Minnesota State "hosted" MSU-Moorhead April 7th at Gustavus. The Mavericks have yet to play a game in Mankato. |
Due to the “normal” spring weather that Minnesota has provided, both squads are scrambling just get as many games in as they can.
According
to MSU baseball head coach Matt Magers the team doesn’t expect they will be
playing where their schedule says anymore. After getting 14 games in the
Metrodome and eight games down in Florida in March, the squad has only played
on their own field for four games.
Back near the end of March, the Mavericks had a four-game conference series slated with Northern State, but both teams didn’t have a playable
field. The Mavericks and the Wolves ended up driving to Rapid City, S. D., home of junior
outfielder Parker Sullivan, to get those games in.A week later the team found themselves in the same situation as the University of Mary didn’t have a playable field so they drove an hour and a half west of Bismark, N.D., to Dickinson, N.D., for the doubleheader.

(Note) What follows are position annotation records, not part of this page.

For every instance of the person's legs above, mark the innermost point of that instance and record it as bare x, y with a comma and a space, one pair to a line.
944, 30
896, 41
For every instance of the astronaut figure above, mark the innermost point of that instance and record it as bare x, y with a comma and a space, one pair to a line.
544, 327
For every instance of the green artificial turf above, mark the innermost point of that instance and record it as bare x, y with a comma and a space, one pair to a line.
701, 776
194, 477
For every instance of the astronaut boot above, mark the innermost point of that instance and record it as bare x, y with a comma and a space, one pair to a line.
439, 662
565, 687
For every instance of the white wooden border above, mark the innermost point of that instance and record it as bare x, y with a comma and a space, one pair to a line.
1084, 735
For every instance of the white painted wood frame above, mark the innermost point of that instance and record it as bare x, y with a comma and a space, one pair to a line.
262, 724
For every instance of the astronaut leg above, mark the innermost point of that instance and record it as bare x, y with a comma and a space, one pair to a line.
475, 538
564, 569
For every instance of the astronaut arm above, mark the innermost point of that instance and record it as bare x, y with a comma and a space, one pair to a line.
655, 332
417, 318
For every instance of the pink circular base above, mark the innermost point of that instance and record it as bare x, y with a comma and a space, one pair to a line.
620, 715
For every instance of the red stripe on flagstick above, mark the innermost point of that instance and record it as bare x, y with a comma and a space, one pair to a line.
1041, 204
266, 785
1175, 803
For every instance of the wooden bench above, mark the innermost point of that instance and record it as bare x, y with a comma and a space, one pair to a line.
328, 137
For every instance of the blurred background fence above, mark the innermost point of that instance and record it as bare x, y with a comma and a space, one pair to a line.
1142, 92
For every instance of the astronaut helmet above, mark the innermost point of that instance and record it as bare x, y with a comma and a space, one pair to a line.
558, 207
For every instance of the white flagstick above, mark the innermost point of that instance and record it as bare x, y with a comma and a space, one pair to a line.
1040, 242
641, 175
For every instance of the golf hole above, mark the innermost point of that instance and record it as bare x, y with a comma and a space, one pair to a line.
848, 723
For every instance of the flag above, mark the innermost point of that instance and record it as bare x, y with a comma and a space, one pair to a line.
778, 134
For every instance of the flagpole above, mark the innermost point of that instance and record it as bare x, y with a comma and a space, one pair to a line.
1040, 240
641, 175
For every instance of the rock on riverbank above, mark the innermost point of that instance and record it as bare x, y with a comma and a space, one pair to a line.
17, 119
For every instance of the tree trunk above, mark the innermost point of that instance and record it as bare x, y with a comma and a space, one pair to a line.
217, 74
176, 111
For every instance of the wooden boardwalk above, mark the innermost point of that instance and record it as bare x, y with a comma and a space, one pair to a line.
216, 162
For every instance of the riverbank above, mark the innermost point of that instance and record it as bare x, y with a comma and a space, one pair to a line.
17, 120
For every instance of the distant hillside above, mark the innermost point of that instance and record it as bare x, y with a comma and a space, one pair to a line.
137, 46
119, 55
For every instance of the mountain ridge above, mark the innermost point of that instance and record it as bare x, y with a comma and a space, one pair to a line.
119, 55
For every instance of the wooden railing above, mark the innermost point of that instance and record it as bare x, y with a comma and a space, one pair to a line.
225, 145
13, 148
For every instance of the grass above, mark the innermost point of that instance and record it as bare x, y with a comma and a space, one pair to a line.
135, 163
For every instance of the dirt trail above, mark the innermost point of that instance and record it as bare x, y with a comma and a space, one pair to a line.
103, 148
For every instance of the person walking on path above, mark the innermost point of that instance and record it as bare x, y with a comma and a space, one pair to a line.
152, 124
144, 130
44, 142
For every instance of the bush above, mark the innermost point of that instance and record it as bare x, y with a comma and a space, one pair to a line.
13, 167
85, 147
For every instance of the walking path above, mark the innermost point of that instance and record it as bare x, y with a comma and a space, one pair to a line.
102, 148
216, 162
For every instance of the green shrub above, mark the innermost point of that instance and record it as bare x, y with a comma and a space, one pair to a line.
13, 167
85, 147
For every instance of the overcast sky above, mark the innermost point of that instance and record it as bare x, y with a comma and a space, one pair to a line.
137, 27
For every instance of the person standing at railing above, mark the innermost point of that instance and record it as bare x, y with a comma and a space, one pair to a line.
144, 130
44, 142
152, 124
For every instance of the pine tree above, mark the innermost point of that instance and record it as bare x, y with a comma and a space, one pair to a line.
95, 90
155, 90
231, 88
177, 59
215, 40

Mapquest tells us that the Mavericks drove more than 2,100 miles to get those six games in.
On April 14-15, the Mavericks had to go south to Sioux City, Iowa for their four games against Southwest Minnesota State.
“It can take a toll on the body, sitting there for so many hours, but we just want to get out and play. We will drive that distance just to get some games in,” said utility infielder Lucas Skjefte.
Senior catcher Ben Keller has accepted all the challenges they have faced this season with the traveling and they just have to roll with it.
“It’s nothing like playing at home, but we deal with it,” Keller said. “It’s baseball and we are young guys.”
The
softball team has found themselves in a similar situation, but the team has been fortunate enough to use sports domes to
get its games in. The Mavericks have played four games in Rochester, Minn., at the
RCTC Dome, six games at the sports dome in Savage, Minn., and they traveled to Saint Peter, Minn., to use Gustavus’s turf football
field for games vs. Northern State and MSU-Moorhead, respectively.
Softball
head coach Lori Meyer has been through this before in her 28 seasons here and
it’s just something the team needs to work through.“We’ve had other difficult springs, but I think it’s much more glaring this year because the last couple of years we haven’t had that many (cancellations) and again with the expanded schedule and travel this one has been a challenge,” said Meyer.
The overall atmosphere going through the two squads is frustration, especially for the softball team as they haven’t even had a home game at MSU so far this season and we're nearing the end of April.
“We are just really frustrated at this point and we just want to be able to play outside. I couldn’t imagine being a senior and not being able to have a home game in your last season,” said junior infielder Lindsay Erickson.
To look at it in a positive way, both teams are having the most luck getting games in in the NSIC. The baseball team has put in 18 conference games in the books and that is the most in the conference, compared to teams like Minot State who has only played eight.
“We think it’s pretty bad here, but it’s worse somewhere else and that’s the case with some teams in our conference haven’t played a home game yet and they might not this year,” Magers said.
Even though this isn’t what the teams has signed up for, some of the players have embraced all of the driving and traveling as they enjoy the time they have with their teammates.
“Some of the best times we have are on the bus rides, 10 hours out to Bismark or out to Rapid City. We have a lot of fun on the bus and kind of enjoy that,” Skjefte said.